The holder may, at its option, convert in full or in part, the Principal at any time prior to the maturity date (the "Maturity Date"), being the third anniversary of the issue date, into units (the "Units") of the Company at $0.10 per Unit (the "Conversion Price"). Upon conversion of the Principal, Prepaid Interest and unpaid Accrued Interest, will be, at the election of the Company, either paid in cash or converted into Shares at the Interest Conversion Price.
Each Unit will consist of one Share and one non-transferable share purchase warrant (a "Warrant"). Each Warrant will be exercisable by the holder thereof to purchase one Share (a "Warrant Share") at an exercise price of $0.15 at any time prior to the Maturity Date.
The Company shall have the right to redeem the Convertible Debentures prior to the Maturity Date at any time after 6 months from the issue date, by paying holders in cash the Face Value of the Convertible Debentures, together with all Prepaid and Accrued Interest and a redemption penalty payment of 8% of the Face Value. The Company shall give the holders 30 business days’ notice (the "Redemption Notice") to do so. On receipt of a Redemption Notice, a holder may, at its option, convert all or part of the Principal of the Convertible Debenture into Units at the Conversion Price. All Prepaid and Accrued Interest in respect of the Principal amount so converted shall be, at the election of the holder, either paid in cash or converted into Shares at the Interest Conversion Price, by giving the Company notice (the "Conversion Notice") within 10 business days of receipt of the Redemption Notice.
The closing of the Offering is subject to the receipt of necessary regulatory approvals, including the approval of the TSXV. The Convertible Debentures, Shares, Warrants and any Warrant Shares will be subject to a four month hold period under applicable securities laws and TSXV policies.

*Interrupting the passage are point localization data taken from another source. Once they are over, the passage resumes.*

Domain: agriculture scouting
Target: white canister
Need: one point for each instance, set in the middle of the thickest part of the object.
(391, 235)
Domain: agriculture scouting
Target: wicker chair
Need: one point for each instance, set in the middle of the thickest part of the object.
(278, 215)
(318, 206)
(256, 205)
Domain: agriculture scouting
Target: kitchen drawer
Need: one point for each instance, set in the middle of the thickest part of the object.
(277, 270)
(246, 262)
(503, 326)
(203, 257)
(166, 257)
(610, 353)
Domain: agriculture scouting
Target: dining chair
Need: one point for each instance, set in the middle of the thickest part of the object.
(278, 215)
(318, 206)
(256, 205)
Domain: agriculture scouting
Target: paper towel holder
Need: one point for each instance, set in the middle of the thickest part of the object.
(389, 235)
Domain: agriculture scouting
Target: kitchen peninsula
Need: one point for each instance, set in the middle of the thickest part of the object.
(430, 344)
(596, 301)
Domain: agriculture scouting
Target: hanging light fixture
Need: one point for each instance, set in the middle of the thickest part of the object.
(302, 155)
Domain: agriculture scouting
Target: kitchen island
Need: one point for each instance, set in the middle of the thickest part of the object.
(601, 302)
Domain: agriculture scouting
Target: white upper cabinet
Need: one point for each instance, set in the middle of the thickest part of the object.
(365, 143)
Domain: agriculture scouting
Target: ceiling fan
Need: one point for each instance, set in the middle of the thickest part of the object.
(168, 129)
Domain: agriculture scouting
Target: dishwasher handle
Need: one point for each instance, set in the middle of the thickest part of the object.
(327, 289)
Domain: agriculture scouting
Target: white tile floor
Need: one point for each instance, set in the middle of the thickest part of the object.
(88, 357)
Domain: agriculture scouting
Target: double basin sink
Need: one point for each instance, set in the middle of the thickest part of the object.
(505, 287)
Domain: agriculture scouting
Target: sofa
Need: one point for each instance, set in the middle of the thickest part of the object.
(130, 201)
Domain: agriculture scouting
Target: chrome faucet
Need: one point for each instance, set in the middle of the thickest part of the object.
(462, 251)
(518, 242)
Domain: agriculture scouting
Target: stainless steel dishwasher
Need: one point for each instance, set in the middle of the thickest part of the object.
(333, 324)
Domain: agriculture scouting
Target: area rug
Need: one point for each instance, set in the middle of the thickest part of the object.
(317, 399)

The Company may pay eligible finders a fee in connection with the Offering.
One or more related parties of the Company may acquire Debenture Units under the Offering. Such participation will be considered to be "related party transactions" within the meaning of Multilateral Instrument 61-101 Protection of Minority Security Holders in Special Transactions. The Company intends to rely on the exemptions from the formal valuation and minority shareholder approval requirements of MI 61-101 in respect of related party participation in the Offering as neither the fair market value (as determined under MI 61-101) of the subject matter of, nor the fair market value of the consideration for, the transaction, insofar as it involves interested parties, will exceed 25% of the Company’s market capitalization.
This news release does not constitute an offer to sell or the solicitation of any offer to buy, nor shall there be any sale of these securities in any jurisdiction in which such offer, solicitation or sale would be unlawful. The Convertible Debentures and the Shares which may be issued on exercise thereof have not been and will not be registered under the United States Securities Act of 1933, as amended (the "U.S. Securities Act") and may not be offered or sold in the United States absent registration or an applicable exemption from the registration requirements of the U.S. Securities Act and applicable state securities laws.